Dr Jonathan Stoye: “I have no potential conflicts of interest.”
Prof Wendy Barclay: “I declare no conflicts.”
Prof Ed Hutchinson: “Ed Hutchinson is the Professor of Molecular and Cellular Virology at the MRC-University of Glasgow Centre for Virus Research.
Disclosures: I have received honoraria for work in a steering group of the Centre for Open Science (Open Practices in Influenza Research; 2021-2022) and on an advisory board for Seqirus (2022). I have unpaid positions on the board of the European Scientific Working group on Influenza and other respiratory viruses (ESWI) and as a scientific adviser to PinPoint Medical. I have received grant funding from the Wellcome Trust and UKRI, including for research on H5N1 influenza.”

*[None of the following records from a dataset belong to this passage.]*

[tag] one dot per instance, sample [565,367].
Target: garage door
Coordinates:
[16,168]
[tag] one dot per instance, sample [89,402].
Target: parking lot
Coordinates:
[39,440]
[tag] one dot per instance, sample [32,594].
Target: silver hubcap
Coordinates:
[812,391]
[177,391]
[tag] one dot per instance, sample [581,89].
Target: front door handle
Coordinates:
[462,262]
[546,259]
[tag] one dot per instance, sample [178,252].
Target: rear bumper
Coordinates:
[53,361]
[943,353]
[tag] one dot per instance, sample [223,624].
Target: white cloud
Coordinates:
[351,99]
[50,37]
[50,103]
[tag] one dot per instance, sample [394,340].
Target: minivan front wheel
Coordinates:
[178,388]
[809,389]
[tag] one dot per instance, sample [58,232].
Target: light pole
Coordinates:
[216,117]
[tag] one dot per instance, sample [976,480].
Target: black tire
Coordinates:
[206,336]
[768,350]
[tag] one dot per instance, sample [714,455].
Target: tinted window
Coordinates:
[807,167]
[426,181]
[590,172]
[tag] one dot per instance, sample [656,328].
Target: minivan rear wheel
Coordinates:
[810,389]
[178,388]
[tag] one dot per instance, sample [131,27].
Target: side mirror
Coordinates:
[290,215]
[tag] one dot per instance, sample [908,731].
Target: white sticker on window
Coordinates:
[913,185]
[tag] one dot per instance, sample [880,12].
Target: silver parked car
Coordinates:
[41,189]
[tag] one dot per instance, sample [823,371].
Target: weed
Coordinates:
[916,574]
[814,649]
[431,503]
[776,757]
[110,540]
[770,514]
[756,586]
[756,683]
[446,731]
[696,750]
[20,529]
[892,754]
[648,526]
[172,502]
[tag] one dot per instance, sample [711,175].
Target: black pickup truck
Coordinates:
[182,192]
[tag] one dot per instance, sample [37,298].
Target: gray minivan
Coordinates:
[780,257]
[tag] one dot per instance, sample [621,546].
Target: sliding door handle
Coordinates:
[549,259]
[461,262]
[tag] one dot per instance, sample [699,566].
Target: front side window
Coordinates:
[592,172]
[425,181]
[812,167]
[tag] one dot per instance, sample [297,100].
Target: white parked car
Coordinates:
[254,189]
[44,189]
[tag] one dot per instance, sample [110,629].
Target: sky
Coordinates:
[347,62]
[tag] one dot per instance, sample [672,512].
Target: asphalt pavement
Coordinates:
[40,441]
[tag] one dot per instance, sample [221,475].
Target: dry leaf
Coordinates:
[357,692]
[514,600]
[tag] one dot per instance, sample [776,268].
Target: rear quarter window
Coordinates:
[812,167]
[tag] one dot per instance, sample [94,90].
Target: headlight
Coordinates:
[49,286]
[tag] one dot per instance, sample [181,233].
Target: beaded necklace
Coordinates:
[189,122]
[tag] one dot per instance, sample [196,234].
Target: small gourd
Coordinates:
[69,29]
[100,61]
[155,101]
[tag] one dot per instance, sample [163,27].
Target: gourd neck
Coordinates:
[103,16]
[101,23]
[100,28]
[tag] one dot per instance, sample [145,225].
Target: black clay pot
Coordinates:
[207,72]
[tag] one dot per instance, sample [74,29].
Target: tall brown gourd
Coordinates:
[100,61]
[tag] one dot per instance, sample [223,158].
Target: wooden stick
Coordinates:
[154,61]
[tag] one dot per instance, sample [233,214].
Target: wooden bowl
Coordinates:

Prof Aris Katzourakis: “No competing interests.”
Prof Benjamin Neuman: “I do not, to my knowledge, have any competing interests or conflicts of interest to disclose in relation to the present study. I work in new coronavirus discovery, and coronavirus taxonomy as part of the ICTV, but I am not directly associated with this study in any way.”
This Roundup was accompanied by an SMC Briefing.